Data: 2012-10-03 13:07:18
Temat: Re: Oda do dys.
Od: Qrczak <q...@g...pl>
Pokaż wszystkie nagłówki
Dnia 2012-10-03 14:02, obywatel Ikselka uprzejmie donosi:
> Dnia Wed, 03 Oct 2012 01:37:05 +0200, zażółcony napisał(a):
>> W dniu 2012-10-03 00:31, Ikselka pisze:
>>> Dnia Tue, 02 Oct 2012 23:42:18 +0200, zażółcony napisał(a):
>>>> W dniu 2012-10-02 23:19, Ikselka pisze:
>>>>> Dnia Tue, 02 Oct 2012 23:11:18 +0200, zażółcony napisał(a):
>>>>>> W dniu 2012-10-02 21:42, Ikselka pisze:
>>>>>>> http://www.kominek.in/2012/08/oda-do-dyslektykow/#co
mment-30915
>>>>>>> "Ikselka 02 paź 21:41:00
>>>>>>>
>>>>>>> No niby są i tacy, i tacy, tylko powiedz mi, gdzie ci drudzy nagle się
>>>>>>> rozpływają, kiedy trzeba poprawnie napisać CV, ba, poszukać pracy, w której
>>>>>>
>>>>>> U mnie w pracy siedzą i trzepią kod. Aż czasem ból oczy ściska,jak walną
>>>>>> jakiś komentarz do procedury.
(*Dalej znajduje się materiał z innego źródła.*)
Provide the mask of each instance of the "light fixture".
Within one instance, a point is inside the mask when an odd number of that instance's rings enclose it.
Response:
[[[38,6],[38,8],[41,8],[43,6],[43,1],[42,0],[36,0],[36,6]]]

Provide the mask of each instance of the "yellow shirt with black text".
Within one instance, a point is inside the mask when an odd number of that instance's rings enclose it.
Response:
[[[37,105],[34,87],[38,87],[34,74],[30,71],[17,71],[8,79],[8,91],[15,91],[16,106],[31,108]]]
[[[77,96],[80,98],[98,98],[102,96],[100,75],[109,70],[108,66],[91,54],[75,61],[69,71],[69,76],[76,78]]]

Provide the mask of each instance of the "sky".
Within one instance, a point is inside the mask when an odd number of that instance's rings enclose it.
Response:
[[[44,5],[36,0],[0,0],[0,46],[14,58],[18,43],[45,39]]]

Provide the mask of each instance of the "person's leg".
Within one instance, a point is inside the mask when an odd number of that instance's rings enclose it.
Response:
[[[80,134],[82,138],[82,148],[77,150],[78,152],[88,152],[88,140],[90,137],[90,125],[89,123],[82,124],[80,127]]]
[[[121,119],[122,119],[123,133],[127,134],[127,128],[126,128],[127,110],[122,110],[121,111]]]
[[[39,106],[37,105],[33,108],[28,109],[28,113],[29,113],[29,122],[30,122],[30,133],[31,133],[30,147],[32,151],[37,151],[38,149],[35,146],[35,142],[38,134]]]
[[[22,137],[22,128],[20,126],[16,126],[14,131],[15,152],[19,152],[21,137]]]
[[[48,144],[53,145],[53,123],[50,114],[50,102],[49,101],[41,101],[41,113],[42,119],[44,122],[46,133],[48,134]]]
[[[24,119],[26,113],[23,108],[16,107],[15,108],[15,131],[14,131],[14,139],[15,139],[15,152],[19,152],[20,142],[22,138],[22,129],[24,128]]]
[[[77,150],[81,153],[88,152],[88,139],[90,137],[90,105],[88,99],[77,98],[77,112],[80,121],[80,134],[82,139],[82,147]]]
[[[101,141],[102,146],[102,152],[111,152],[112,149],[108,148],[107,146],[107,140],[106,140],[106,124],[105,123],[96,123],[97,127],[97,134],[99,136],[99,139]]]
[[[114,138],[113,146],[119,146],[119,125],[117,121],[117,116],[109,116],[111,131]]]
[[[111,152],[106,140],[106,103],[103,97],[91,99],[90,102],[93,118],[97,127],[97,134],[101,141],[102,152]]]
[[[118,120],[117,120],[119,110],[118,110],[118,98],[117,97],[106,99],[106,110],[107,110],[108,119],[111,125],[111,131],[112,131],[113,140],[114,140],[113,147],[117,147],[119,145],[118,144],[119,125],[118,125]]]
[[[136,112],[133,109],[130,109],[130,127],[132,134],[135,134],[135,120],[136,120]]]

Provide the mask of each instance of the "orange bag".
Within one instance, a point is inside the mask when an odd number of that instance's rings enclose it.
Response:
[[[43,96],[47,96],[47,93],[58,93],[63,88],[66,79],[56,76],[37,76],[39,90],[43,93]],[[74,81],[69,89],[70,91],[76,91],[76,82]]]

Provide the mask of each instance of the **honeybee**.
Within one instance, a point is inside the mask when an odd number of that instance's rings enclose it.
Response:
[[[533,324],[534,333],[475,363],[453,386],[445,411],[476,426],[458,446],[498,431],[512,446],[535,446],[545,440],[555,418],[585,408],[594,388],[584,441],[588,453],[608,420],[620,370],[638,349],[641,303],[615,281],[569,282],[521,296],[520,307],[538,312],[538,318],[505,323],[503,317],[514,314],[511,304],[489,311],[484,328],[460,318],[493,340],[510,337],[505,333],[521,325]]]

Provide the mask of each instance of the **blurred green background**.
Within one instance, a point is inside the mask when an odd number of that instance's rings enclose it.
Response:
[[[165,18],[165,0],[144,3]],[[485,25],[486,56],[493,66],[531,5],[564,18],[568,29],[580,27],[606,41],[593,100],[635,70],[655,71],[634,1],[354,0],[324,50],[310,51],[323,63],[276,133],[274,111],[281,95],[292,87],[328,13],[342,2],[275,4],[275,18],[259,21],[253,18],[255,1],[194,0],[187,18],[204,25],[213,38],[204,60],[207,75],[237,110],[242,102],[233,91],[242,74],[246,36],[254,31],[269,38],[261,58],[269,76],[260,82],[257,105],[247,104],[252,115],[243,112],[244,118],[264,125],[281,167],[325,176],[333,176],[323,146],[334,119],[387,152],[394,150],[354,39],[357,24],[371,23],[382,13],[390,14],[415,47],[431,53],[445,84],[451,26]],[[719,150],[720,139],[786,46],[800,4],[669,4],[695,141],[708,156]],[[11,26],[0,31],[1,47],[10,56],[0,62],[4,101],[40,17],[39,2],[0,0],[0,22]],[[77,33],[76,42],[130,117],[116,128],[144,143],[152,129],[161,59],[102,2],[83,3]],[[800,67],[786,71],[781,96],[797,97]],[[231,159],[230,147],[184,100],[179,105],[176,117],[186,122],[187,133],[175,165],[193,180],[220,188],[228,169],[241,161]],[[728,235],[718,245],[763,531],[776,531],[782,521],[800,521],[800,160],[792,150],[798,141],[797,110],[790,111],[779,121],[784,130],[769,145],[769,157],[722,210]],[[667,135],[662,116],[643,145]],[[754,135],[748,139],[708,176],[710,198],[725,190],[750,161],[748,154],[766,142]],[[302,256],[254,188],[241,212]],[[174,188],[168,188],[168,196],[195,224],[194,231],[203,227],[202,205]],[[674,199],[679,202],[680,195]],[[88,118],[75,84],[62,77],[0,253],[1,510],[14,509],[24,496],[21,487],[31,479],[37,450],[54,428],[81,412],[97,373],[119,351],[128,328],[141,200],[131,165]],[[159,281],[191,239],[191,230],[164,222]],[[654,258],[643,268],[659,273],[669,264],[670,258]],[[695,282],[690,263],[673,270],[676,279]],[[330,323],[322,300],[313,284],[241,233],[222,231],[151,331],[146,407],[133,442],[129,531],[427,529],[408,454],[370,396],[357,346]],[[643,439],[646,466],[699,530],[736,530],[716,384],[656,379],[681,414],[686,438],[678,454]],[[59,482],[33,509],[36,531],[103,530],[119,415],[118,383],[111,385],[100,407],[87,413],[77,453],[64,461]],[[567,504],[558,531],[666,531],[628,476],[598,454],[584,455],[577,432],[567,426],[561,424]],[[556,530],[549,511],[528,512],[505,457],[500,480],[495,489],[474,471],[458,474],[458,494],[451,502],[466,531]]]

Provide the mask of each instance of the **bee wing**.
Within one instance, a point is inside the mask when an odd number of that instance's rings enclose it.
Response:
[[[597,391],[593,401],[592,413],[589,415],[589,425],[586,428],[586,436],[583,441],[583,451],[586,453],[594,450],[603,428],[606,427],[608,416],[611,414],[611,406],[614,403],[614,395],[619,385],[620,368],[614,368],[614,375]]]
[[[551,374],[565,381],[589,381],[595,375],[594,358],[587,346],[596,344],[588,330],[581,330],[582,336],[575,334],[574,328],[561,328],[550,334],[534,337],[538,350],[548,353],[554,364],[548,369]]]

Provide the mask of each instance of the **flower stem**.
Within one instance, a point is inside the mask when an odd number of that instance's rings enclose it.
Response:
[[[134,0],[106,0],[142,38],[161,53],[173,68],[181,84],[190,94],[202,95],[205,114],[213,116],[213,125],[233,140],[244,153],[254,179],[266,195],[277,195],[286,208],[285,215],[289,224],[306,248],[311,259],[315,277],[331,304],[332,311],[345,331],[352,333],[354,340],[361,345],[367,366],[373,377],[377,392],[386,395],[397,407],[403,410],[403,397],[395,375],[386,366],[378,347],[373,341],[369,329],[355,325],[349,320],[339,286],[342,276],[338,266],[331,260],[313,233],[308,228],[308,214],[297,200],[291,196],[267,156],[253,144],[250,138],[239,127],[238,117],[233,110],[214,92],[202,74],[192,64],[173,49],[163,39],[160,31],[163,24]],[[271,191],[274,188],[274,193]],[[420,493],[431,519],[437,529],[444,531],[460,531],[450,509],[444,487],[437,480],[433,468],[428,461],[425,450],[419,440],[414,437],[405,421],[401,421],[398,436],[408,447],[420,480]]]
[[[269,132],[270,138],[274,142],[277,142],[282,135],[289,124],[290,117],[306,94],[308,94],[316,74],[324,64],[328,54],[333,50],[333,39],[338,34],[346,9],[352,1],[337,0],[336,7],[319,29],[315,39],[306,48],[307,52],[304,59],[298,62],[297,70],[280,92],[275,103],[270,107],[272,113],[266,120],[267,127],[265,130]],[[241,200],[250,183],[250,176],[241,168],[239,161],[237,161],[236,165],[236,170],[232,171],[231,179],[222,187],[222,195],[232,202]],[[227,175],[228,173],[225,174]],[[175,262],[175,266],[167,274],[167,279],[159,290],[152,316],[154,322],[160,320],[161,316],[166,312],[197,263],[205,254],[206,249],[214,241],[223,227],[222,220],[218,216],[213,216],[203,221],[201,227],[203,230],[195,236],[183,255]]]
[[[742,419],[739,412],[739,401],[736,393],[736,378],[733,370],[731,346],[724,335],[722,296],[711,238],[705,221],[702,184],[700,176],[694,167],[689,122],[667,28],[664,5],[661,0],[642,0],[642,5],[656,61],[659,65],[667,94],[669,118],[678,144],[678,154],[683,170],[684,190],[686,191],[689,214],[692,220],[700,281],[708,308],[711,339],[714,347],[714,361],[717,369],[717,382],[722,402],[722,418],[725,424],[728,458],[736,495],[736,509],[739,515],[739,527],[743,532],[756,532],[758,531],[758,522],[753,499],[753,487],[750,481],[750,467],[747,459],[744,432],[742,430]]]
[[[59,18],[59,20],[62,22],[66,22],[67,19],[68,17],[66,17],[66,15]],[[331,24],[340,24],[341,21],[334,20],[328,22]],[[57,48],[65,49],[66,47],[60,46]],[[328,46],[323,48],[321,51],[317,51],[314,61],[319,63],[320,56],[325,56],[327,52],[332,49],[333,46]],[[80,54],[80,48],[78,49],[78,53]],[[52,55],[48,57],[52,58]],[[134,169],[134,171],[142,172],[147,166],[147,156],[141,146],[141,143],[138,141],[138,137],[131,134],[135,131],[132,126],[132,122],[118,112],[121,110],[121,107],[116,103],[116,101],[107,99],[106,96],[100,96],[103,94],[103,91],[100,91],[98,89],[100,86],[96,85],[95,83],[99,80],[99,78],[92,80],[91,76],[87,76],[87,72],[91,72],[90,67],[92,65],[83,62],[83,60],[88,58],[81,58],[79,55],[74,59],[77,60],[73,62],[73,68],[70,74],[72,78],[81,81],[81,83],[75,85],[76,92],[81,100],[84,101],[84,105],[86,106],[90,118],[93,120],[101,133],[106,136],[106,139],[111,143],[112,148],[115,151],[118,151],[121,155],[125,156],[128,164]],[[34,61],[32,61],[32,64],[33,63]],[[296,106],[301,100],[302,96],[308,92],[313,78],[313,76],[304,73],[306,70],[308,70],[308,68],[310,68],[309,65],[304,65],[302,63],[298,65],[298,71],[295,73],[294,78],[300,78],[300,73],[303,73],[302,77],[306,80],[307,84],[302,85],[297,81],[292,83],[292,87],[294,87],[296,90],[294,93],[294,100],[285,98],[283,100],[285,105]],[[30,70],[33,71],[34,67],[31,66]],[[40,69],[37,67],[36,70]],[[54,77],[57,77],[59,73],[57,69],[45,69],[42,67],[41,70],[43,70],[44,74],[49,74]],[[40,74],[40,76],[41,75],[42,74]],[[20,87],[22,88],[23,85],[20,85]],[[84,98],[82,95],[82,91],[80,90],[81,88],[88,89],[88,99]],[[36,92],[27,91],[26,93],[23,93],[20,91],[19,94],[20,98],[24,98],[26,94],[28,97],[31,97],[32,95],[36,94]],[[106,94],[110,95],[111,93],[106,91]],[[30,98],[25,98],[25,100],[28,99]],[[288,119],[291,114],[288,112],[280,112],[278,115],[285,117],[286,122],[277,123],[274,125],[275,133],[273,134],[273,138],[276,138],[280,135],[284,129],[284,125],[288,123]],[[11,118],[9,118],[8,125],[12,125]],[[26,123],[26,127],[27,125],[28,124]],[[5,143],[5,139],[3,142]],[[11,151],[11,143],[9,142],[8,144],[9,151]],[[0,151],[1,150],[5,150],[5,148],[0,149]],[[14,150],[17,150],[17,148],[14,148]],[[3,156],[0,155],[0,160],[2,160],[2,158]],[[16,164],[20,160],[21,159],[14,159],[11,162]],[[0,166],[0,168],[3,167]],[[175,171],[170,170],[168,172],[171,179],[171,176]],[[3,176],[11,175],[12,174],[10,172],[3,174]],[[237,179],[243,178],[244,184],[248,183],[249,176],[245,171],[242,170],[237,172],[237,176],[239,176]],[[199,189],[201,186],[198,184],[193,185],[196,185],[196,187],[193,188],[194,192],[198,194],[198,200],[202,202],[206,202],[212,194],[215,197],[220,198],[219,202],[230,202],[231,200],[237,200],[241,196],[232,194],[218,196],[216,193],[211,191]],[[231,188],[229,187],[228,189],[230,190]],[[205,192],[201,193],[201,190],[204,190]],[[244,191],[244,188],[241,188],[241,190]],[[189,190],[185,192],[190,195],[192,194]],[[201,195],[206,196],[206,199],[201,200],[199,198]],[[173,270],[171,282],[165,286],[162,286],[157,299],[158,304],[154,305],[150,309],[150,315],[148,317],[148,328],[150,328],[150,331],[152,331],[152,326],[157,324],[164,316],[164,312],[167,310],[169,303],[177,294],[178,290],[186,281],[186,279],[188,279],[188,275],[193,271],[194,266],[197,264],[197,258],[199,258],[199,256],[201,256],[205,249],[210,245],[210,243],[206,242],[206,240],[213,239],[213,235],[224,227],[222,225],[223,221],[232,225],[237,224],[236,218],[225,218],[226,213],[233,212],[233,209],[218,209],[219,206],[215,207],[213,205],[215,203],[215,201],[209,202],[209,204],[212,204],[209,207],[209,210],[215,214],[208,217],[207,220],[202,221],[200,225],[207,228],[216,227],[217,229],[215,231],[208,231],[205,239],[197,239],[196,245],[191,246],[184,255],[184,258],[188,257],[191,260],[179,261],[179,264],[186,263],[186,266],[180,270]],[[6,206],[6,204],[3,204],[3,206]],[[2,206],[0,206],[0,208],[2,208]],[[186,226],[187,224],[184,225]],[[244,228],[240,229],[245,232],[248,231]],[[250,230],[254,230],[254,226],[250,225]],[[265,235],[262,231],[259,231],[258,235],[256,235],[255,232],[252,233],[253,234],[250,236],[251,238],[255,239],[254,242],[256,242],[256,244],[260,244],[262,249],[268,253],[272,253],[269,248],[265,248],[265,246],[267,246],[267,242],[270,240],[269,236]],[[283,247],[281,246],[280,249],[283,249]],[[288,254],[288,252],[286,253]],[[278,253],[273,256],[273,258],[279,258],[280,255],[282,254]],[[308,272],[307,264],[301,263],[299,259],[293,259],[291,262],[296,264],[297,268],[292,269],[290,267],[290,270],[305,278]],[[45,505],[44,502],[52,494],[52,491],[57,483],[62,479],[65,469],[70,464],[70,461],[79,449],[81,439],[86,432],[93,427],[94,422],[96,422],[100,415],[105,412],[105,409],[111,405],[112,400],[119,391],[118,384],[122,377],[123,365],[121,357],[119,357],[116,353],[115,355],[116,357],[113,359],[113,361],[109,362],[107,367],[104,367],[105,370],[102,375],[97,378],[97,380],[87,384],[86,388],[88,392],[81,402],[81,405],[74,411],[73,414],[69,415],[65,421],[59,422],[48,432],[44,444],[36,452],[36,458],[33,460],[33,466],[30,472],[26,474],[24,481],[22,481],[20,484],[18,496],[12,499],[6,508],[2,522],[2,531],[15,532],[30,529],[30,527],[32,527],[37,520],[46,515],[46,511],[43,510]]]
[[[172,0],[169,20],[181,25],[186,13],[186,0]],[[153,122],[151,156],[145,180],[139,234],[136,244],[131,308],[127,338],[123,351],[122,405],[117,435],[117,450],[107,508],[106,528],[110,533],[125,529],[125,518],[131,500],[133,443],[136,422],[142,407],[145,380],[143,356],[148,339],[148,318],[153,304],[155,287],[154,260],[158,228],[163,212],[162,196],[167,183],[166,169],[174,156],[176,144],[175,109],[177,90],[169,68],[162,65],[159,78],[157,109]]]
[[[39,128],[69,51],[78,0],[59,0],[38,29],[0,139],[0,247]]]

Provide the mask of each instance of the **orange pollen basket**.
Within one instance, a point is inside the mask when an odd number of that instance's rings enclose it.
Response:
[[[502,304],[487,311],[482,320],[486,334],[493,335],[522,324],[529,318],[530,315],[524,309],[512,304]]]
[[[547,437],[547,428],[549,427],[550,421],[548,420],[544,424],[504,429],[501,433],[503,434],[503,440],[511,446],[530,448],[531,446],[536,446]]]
Ale i tak sto razy lepszy kod
>>>>>> z tym komentarzem niż bez niego :)
>>>>>
>>>>> No tia... Ale znaczników komentarza nie mylą, nie?
>>>>
>>>> Mylą, nie mylą - w swoim dobrzy są. I swoje zarabiają.
>>>> I się nie wybrzydza.
>>>
>>> No tak, wszyscy maturzysci, którzy zgłosili dys, poszli na informatykę
>>> 333-)
>>
>> Niektórzy mieli jeszcze zespół Aspergera lub jakaś inną nienazwaną
>> odmianę autyzmu.
>
> No więc dlatego obecnie mamy poziom informatyzacji, jaki mamy... Tzn ona
> niby jest, tyle że co rusz systemy (telekomunikacja, bankowe itp) padają
> 333-)
Zgadzam się. Nawet głupiego gugla nie potrafią porządnie zrobić.
qr.a
--
na indeksie... hłe hłe
--
Młodość musi się wyszumieć, starość musi się wypalić.